Я только развел руками и тут же ощутил, как правую мою кисть кто-то дружески пожимает.
Перед нами стоял невредимый Хуан, разве что еще более худенький, чем прежде. Мы обняли его. Петя особенно старался, радуясь, судя по всему, за бабушку.
– Как же ты, Хуанито?! – восклицали мы. – Уж думали – все! Каким чудом?
– Амигос, только десять песо, и чудо будет перед вами!
Чувствуя некоторую вину, я протянул Хуану очередного Сапату.
Он подошел к двери из металлических прутьев, расстояние между которыми не превышало ширины ладони. Поза его была несколько картинной, как у акробата перед сальто-мортале. Он шумно выдохнул, взмахнул руками и вдруг без видимых усилий проник сквозь дверные прутья – сначала туда, потом обратно.
Мы не понимали, что происходит.
– Пустяки, – улыбнулся Хуанито, – я могу пролезть в такую щелку, куда и таракан не сунется. Это древний секрет майя. Ему тысячи лет. Мало кто его хранит. И почти никто не умеет им пользоваться.
Я вспомнил тут же старинную легенду. Когда племя воинов-толтеков, примерно в тысячном году нашей эры, напало на города майя, происходили странные вещи.

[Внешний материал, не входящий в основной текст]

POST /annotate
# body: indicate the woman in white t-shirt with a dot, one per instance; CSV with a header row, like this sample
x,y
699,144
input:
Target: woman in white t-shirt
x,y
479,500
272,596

Толтеки входили в город, где только что кипела жизнь, и обнаруживали, – он пуст. Искали потайные, подземные ходы, заглядывали в колодцы, растаскивали тяжелые каменные стены – все напрасно, все тщетно. Ну хорошо – исчезли так исчезли! Да нет! То и дело толтекские воины замечали краем глаза постороннее движение, слышали краем уха потусторонний шелест. Время от времени на них падали камни, они получали тычки да подзатыльники. Тихий ужас! Толтеки убирались восвояси, бранясь, на чем свет стоит. А через пару минут город был полон жителями, и старцы – священники майя благодарили в уцелевших храмах своих богов. Такова легенда.

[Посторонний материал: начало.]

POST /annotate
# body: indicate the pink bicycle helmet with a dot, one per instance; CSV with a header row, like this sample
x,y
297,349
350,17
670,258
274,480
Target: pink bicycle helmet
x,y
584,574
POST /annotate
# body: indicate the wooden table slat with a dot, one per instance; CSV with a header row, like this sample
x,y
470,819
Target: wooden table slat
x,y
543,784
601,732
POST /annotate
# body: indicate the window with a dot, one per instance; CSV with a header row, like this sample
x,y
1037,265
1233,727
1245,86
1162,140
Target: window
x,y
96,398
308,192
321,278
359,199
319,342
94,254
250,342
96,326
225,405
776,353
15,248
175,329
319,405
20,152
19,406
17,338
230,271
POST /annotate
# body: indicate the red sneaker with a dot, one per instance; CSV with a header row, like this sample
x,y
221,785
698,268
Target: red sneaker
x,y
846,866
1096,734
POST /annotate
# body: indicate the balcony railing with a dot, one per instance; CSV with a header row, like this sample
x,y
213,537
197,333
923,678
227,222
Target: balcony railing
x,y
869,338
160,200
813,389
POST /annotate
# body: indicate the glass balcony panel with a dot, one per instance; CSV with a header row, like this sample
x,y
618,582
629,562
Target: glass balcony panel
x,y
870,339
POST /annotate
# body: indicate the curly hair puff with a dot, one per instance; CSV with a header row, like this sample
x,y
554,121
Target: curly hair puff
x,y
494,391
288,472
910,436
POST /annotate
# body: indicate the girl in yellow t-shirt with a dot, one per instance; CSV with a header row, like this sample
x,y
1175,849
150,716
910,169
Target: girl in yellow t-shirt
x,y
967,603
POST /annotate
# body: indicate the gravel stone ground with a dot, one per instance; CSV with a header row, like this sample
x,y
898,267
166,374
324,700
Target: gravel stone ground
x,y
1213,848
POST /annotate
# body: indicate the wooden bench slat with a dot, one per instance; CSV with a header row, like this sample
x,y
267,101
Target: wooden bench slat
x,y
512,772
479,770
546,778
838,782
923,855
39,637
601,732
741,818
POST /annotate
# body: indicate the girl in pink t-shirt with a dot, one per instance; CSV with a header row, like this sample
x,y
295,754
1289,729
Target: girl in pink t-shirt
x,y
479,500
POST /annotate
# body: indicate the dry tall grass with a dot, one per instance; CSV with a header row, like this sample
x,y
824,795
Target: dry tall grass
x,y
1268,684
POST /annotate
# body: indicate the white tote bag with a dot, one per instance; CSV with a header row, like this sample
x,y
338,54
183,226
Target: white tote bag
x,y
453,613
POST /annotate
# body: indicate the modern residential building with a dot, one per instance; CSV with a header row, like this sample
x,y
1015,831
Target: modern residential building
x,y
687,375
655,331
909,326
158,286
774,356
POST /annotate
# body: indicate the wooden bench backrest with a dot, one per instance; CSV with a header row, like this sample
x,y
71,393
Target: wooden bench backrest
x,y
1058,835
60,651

Но год назад чилийский ученый-физик Мигель-Анхель Гамбоа доказал на пальцах, что древние майя знали, как из наших обычных трех измерений переходить в два, отбрасывая одно куда подальше. Некоторые, по мнению ученого, так и не возвращались.

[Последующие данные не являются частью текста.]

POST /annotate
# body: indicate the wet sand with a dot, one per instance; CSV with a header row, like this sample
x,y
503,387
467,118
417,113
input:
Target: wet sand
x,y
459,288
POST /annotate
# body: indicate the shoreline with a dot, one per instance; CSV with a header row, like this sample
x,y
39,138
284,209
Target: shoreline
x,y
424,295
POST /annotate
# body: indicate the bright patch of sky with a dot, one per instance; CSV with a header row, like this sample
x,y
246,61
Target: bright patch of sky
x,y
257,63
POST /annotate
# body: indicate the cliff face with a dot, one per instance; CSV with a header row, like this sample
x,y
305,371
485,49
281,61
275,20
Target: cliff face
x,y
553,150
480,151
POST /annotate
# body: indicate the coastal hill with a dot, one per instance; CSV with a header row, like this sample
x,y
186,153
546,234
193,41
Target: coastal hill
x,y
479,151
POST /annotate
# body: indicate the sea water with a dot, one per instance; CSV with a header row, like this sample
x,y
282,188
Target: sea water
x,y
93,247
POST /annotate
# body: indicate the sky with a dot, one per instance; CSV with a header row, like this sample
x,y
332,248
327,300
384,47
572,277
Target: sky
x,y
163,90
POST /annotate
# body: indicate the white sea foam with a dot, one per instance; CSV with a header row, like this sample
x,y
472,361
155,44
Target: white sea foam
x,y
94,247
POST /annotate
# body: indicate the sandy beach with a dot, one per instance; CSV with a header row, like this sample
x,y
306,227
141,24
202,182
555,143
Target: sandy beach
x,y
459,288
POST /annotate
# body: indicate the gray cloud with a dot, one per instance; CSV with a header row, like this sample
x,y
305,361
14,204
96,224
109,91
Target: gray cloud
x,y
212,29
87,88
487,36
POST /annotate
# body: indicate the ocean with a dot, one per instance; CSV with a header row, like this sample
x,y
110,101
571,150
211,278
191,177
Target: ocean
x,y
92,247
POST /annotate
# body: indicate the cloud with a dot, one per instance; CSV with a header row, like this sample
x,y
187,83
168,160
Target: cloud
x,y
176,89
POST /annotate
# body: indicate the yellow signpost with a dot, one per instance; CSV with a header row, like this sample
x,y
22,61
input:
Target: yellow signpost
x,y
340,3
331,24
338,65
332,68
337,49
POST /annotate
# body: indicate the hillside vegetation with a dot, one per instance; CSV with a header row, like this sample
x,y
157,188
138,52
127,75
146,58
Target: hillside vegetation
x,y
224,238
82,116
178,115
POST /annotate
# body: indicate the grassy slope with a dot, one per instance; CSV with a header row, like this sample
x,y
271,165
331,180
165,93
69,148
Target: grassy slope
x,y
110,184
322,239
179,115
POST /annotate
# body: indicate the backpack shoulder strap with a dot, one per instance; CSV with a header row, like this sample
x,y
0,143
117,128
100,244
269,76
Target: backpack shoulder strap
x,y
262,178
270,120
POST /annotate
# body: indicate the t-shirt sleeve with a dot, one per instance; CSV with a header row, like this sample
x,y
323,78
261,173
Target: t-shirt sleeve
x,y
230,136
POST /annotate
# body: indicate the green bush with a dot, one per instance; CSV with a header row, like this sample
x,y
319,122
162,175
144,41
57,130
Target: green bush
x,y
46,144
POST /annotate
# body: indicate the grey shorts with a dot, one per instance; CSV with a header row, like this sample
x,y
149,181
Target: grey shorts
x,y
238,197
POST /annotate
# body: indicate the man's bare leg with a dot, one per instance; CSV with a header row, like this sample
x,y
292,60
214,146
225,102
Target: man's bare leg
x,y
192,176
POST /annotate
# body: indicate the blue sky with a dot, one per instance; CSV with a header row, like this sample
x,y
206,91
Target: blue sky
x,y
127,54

– Это чистая правда, – кивнул Хуан. – На прошлой неделе мы с женой поскандалили, она перешла в два измерения и не хочет обратно. Устала, говорит, от этой тройной жизни.
Мирно беседуя, замученные крокодилами, мы шли другой дорогой – мимо обезьянника. Одна обезьяна, следуя за нами, настойчиво совала через проволочную сетку длинный полосатый хвост.
– Чего она хочет-то? – спросил Петя. – Небось, десять песо?
– Педро, Педро, – укорил я его. – Внимание дороже денег.
– Это для кого как, – сказал Петя, но все же взял дружески протянутый хвост, подержал в кулаке.
Обезьяна замерла от восторга, потом сказала: «Вах, вах!» и послала Пете воздушный поцелуй.
– Это я запомню на всю оставшуюся жизнь, – растрогано сказал Петя. – Кстати, Хуан, бабушка твоя тоже по измерениям шастает?
– Помаленьку, ми хенераль!
– Ну и как там вообще-то житуха?
– Терпимо, – сказал Хуан. – Конечно, плосковато, тесновато. И с питанием – не очень. Приходится всякие листики глодать, укроп да петрушку…
– Не сладко, брат, не сладко, – покачал Петя головой.
И пока он так качал головой, мы поравнялись с отдельно взятой обезьянкой, прикованной длинной цепью к голому поваленному дереву. Уж не знаю, что примерещилось этой обезьяне, но, совершив немыслимый прыжок, она очутилась на Петиной голове, свободной в это время от шлема.
Петя замер, растопырив руки. Он, кажется, решил, что ему сию минуту отвинтят башку, оборвут уши и откусят нос.
Но обезьяна с неизбывной нежностью возложила свои черные худенькие ручки на Петино чело. Так оглаживала его оттопыренные уши, так уж внимательно заглядывала в его выпученные глаза! Она не обращала внимания на остального Петю. Ей была важна и любезна отдельно взятая голова. Не было сомнений – именно эту голову обезьяна приняла за какого-то безмерно любимого родственника, совершенно случайно оказавшегося на Петиной шее.